Europe is changing for good
The city of London has just elected its first Muslim mayor, just before the UK opted to exit the EU.
Yes, there was UK Prime Minister David Cameron, who, in order to prevent this from happening, tried to recreate sectarian hostility in London on the model of British colonial practices in India.
Yes, the new mayor had to shift to the right and denounce BDS before he could get elected. But elected he was: and on a merely symbolic and demographic register, this was an indication of what is dawning on the opening horizons.
The UK has now opted for nativism. Cameron has just announced his resignation.
Yes, there are nervous "European" philosophers (as they continue to insist in designating themselves) like Slavoj Zizek, or even more zealous Zionists like Bernard-Henri Levy and Alain Finkielkraut, or mass murderers like Anders Breivik, or politicians like Marine Le Pen, or Islamophobe atheists like Richard Dawkins, who fume and fumble at the sight of new Muslim immigrants.
But there are also other defiant voices like Alain Badiou's, who catch these retrogrades red-handed and whose visions are far more embracing of the newcomers.
Europe is changing, slowly but surely, self-imploding much quicker than the new immigrants and refuges would warrant it.
Muslim refugees are awakening Europe to its central paradox: both its racist foregrounding and its liberal illusions, and the force of this dialectic will forever alter the repressed memories of the thing that has called itself "Europe", and even more so "the West".
Refugees are liberators
Look at them closely: These refugees are liberators. They are liberating Europe from the deadpan myth of "the West". The reaction of nervous philosophers like Zizek, Levy, and Finkielkraut, as indeed the rise of nativism in UK, are symptomatic of a futile resistance to the full dimensions of a seismic change they are unable to see yet.

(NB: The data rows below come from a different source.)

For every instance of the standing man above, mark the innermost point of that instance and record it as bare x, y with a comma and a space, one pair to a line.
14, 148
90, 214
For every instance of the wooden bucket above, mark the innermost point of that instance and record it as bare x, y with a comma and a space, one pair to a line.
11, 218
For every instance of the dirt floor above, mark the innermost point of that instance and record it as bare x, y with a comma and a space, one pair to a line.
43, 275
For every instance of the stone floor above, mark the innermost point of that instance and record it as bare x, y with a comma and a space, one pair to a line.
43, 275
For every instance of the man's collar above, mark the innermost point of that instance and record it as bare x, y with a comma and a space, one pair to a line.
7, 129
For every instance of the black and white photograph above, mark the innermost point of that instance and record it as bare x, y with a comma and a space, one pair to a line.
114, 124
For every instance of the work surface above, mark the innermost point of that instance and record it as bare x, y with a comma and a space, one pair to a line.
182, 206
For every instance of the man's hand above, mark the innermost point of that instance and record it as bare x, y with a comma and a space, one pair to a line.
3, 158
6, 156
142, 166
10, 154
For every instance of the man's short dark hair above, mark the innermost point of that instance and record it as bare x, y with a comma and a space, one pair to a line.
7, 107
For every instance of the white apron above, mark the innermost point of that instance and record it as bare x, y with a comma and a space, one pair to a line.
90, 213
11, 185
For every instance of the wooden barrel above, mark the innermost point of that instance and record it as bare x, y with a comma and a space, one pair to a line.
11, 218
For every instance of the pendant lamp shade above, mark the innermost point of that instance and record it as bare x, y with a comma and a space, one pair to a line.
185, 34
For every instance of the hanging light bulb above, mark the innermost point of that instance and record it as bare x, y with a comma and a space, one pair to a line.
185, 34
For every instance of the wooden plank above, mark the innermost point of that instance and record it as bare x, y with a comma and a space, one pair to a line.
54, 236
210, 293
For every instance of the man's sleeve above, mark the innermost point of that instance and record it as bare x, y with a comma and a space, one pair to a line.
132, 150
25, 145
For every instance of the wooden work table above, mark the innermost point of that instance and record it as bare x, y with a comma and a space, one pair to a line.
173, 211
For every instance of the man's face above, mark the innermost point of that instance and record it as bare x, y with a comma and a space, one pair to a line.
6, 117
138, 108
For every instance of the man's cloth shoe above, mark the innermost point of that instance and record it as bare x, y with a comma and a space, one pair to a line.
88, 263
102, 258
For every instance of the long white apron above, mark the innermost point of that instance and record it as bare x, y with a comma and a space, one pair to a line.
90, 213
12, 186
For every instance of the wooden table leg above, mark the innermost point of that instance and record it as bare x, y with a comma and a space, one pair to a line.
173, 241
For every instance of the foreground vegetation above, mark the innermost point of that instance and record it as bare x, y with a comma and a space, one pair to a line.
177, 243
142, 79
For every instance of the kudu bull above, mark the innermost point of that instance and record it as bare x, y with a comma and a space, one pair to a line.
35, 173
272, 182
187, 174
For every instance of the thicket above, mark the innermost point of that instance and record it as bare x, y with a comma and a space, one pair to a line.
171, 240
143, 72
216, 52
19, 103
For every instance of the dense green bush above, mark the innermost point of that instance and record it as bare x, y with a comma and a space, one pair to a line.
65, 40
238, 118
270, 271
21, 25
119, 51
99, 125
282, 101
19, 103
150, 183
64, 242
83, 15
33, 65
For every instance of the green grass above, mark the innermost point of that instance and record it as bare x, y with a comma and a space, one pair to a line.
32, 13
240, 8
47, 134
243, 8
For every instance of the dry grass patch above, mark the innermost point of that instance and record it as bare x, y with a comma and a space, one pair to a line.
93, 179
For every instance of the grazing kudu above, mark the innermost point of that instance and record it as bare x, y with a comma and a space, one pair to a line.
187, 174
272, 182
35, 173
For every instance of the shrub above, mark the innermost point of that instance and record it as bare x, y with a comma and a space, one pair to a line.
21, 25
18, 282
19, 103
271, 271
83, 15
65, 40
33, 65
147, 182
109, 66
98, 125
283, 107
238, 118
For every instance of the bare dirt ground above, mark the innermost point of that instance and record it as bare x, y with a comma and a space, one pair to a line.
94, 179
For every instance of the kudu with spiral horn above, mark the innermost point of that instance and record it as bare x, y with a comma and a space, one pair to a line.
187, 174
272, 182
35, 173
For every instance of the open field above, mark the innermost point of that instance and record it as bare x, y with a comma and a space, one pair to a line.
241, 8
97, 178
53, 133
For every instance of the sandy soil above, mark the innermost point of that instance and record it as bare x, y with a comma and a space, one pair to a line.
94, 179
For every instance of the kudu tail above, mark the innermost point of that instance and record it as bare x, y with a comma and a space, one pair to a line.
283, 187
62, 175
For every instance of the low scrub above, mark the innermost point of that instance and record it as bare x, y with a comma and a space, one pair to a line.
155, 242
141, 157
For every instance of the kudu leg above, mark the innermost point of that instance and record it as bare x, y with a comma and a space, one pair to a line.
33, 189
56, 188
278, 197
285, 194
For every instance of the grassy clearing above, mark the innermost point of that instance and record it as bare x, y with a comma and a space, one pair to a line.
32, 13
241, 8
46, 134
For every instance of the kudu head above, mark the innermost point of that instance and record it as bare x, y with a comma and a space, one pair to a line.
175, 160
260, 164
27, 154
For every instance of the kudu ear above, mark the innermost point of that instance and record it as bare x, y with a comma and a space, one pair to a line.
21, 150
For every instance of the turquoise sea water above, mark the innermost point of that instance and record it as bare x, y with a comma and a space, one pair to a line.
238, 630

But change is inevitable, not so much under the pressure of refugees, but because of the bursting bubble of the myth of "Europe" itself that has long since exhausted its enabling emotive universe.

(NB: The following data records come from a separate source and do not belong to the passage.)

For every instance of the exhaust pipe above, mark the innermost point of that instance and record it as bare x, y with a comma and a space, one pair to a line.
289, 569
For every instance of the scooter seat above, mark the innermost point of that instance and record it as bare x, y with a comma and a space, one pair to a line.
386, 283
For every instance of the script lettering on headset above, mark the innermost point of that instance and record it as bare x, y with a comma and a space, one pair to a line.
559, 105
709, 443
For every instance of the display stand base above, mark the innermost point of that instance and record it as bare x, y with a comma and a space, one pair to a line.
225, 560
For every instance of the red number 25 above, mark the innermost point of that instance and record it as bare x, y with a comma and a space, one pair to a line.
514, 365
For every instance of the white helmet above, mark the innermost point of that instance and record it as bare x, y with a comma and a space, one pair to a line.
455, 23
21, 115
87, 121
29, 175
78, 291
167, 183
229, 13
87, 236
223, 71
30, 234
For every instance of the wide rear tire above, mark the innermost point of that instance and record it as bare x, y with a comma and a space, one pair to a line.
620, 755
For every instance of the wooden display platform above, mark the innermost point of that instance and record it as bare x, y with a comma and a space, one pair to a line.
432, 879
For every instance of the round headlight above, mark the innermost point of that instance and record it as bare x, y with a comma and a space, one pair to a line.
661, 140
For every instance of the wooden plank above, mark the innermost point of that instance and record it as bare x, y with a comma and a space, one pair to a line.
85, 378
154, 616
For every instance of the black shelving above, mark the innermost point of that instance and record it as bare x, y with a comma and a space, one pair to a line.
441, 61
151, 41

Today, the Dalai Lama and millions of other retrograde cartographers of our changing world will be disoriented and dizzy if they were to be denied "the European" figment of their own captured imagination. But tomorrow the creative consciousness of a radically different geography will inform and people our fragile earth.
The bursting of the myth of Europe and its contingent metaphor of "the West" does not bode well for "the Rest" either, for it spells out the end of all the binary illusions it has manufactured to believe itself more ardently, chief among them "the Islam" it has colonially manufactured to rule it better, aided and abetted, to be sure, by Muslims themselves.
*Hamid Dabashi is the Hagop Kevorkian Professor of Iranian Studies and Comparative Literature at Columbia University.